PPATK juga mencatat jumlah donasi yang signifikan ke luar negeri yang diduga terkait dengan kegiatan terorisme di Irak dan Suriah. Selain itu, PPATK juga membantu dalam penelusuran dana organisasi yang dilarang oleh pemerintah.
Data PPATK menunjukkan sampai dengan Oktober 2020, transaksi mencurigakan terkait terorisme mencapai 1.287 kasus. Kendati turun 2,4 persen dibandingkan tahun lalu, transaksi mencurigakan terorisme tetap tinggi dan masuk peringkat 4 besar di bawah korupsi dan narkoba.
Adapun modus penggalangan dana yang dilakukan organisasi atau yayasan yang terafiliasi dengan terorisme juga beragam. Namun lazimnya, organisasi-organisasi itu, menggalang dana dari masyarakat dengan modus bantuan kemanusiaan yang disalurkan melalui rekening perbankan.
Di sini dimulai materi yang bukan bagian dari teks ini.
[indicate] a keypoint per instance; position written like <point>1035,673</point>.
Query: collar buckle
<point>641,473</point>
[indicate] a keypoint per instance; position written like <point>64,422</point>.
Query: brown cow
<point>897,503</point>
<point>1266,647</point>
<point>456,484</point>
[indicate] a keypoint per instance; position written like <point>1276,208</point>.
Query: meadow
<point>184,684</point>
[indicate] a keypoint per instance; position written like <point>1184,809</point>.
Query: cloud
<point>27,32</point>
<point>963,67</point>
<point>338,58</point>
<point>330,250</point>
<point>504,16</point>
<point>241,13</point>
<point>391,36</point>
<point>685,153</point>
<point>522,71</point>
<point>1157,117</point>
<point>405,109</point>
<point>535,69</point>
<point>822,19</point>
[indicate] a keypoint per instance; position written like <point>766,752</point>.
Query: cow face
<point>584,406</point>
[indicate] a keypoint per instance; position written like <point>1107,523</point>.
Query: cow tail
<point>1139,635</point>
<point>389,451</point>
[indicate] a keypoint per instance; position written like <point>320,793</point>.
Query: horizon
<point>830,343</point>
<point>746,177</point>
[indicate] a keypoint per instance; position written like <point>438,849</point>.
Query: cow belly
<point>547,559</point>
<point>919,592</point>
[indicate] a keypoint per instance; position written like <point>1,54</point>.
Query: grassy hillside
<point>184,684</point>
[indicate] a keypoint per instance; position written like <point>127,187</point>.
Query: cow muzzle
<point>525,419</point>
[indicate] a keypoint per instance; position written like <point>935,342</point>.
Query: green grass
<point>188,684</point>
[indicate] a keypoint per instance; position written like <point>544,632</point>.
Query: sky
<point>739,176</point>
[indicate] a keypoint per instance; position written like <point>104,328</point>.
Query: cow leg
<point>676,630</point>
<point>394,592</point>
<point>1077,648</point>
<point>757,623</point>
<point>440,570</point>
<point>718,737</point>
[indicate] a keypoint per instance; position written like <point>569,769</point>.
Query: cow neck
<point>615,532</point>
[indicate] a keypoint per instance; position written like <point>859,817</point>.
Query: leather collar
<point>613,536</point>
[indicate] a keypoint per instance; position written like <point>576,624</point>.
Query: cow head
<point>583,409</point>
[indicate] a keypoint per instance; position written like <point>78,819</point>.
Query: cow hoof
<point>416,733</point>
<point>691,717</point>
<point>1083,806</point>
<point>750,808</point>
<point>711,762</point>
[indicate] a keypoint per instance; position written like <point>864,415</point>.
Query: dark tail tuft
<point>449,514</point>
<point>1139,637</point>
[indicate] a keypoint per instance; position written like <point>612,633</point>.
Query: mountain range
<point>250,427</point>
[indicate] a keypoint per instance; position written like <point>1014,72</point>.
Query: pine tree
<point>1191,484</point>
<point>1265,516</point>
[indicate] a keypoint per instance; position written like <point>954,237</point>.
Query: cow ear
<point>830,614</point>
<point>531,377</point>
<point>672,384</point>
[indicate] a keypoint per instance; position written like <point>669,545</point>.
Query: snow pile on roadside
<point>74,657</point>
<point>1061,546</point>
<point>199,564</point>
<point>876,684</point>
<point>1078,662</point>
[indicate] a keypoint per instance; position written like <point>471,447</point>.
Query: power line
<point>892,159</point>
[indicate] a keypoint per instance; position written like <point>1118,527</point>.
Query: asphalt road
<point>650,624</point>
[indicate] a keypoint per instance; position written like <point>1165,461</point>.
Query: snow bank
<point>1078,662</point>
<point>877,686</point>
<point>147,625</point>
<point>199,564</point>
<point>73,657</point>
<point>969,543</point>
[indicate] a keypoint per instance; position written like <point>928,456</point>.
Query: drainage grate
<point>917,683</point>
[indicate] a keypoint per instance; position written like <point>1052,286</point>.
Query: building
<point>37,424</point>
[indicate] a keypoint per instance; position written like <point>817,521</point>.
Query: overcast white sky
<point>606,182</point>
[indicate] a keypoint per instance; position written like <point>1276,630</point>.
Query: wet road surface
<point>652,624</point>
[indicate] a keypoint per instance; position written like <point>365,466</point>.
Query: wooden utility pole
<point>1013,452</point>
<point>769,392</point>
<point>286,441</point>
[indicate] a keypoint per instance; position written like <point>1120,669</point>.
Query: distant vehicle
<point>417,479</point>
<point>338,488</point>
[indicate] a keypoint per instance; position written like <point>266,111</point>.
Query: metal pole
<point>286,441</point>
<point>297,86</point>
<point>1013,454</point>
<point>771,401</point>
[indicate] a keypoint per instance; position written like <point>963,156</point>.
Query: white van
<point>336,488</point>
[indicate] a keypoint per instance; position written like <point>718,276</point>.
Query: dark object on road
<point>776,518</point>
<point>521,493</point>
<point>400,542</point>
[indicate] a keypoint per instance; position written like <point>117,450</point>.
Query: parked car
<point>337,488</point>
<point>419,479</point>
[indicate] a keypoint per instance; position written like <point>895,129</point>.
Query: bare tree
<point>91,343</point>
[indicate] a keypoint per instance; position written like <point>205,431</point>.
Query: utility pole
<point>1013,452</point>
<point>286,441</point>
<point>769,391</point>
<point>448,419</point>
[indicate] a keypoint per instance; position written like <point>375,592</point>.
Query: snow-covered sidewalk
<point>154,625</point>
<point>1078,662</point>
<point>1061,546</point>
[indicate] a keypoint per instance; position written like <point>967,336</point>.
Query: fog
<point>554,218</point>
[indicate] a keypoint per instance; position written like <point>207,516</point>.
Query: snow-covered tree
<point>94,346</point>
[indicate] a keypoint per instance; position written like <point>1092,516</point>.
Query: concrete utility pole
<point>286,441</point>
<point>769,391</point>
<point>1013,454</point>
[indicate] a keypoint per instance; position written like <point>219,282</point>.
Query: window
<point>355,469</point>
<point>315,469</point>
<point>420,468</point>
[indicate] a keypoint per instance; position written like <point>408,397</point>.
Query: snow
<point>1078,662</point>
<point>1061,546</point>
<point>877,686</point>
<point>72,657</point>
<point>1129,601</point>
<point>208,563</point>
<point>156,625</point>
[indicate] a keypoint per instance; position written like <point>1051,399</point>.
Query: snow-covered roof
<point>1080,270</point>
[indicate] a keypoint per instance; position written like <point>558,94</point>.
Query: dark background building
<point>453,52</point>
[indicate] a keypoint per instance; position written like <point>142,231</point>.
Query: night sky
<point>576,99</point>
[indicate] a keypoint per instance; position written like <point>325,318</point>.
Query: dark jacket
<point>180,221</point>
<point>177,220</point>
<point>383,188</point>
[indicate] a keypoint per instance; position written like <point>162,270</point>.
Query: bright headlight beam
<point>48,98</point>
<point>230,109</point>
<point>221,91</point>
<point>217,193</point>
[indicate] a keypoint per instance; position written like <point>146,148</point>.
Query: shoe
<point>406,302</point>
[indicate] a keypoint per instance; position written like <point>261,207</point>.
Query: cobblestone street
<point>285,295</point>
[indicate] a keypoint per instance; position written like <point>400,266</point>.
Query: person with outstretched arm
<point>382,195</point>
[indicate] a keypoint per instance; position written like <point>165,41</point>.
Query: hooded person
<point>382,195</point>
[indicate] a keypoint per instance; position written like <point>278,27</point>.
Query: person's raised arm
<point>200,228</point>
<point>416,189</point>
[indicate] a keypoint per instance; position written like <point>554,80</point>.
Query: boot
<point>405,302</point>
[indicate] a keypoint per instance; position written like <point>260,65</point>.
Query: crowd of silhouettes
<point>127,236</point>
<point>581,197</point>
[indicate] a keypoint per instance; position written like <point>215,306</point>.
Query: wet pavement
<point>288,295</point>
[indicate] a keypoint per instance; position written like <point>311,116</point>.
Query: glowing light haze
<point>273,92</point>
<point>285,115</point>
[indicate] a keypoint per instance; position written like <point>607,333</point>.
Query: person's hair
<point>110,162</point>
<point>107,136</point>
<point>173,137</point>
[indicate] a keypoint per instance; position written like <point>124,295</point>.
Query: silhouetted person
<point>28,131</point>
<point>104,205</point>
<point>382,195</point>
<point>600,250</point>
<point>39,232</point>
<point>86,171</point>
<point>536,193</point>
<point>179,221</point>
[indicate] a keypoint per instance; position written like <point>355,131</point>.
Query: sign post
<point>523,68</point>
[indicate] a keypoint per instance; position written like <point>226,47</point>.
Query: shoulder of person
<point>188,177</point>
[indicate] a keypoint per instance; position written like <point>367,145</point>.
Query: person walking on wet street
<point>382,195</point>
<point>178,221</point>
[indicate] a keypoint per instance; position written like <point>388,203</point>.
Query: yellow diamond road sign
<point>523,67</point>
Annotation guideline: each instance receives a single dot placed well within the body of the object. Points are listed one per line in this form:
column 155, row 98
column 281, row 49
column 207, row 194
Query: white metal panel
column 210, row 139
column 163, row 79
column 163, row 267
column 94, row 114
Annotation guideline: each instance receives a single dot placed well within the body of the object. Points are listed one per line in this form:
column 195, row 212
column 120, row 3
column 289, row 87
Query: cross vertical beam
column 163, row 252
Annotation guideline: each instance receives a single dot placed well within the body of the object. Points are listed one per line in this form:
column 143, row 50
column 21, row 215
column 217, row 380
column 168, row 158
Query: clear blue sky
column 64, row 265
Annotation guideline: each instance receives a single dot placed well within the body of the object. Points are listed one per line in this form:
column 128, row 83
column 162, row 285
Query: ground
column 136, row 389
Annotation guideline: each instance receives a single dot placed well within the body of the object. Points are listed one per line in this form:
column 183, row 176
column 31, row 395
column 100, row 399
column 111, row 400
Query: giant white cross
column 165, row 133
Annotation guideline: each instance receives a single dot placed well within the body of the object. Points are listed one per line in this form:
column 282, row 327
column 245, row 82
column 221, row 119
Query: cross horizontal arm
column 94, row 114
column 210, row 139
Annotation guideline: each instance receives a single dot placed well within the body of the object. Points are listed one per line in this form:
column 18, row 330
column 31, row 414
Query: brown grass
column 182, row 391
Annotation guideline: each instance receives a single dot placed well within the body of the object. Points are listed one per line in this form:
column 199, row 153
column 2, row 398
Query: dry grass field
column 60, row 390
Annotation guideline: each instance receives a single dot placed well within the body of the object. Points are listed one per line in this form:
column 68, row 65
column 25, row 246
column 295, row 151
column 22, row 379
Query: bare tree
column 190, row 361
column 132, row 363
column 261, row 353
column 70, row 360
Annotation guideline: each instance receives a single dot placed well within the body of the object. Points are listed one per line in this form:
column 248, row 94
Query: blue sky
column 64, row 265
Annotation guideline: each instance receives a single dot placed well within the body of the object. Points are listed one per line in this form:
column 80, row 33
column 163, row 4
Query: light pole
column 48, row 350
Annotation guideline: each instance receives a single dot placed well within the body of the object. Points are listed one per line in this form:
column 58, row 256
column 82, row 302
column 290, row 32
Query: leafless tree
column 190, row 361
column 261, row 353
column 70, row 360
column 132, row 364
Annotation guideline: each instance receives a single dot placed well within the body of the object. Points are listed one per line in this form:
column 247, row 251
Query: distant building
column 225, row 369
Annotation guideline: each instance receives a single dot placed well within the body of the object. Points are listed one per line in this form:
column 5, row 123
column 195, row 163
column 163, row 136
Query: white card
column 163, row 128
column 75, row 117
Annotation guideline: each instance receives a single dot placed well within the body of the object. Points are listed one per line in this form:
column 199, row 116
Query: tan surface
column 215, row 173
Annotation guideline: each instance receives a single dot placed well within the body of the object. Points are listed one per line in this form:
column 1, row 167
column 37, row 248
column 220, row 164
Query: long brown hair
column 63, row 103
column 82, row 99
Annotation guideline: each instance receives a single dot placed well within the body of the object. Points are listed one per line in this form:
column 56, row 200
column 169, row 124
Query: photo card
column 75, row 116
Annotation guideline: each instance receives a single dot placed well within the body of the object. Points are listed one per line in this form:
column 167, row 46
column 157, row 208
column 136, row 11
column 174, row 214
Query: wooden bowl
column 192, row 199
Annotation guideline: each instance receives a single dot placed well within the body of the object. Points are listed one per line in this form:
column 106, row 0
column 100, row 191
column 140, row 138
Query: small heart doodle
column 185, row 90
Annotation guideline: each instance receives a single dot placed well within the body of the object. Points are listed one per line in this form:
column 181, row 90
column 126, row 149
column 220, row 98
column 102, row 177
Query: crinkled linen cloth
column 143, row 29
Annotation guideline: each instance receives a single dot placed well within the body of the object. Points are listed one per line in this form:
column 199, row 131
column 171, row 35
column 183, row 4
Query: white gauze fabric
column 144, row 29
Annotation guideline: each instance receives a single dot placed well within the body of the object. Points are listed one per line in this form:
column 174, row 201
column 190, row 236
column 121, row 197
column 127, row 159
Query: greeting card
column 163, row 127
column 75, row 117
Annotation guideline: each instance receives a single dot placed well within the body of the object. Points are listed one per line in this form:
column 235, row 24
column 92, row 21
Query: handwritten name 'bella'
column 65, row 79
Menariknya, data intelijen keuangan menunjukkan ada kecenderungan proses penggalangan dana tersebut dilakukan lewat bank umum, bukan menggunakan bank syariah yang mekanisme kerjanya sesuai prinsip syariah Islam.
Hal ini tampak dari sisi persentasenya penggunaan bank untuk fundraising, penggunaan bank umum mencapai 64 persen atau jauh lebih besar dibandingkan bank syariah yang hanya 36 persen.
“Hal ini dikarenakan jaringan bank umum lebih luas dan juga fasilitas lainnya,” demikian tulis laporan tersebut..
Hasil identifikasi lembaga intelijen keuangan itu juga menemukan aliran dana yang diduga terkait dengan pendanaan terorisme itu mengalir ke rekening milik 8 ormas atau yayasan. Aliran dana tersebut sebagian besar dihimpun dari dalam negeri dengan modus pengumpulan donasi melalui media sosial maupun pencantuman rekening perbankan atau nasabah ormas.
Setelah terkumpul, dana tersebut kemudian disimpan dalam berbagai jenis simpanan yang disediakan perbankan. Umumnya simpanan ormas atau yayasan yang dicurigai mendanai aksi teror tersebut dalam bentuk giro. Persentasenya mencapai 56,76 persen.
Sementara sisanya, dalam bentuk tabungan bisnis 10,8 persen, tabungan dengan internet banking 2,7 persen, tabungan 27,03 persen, dan deposito 2,7 persen.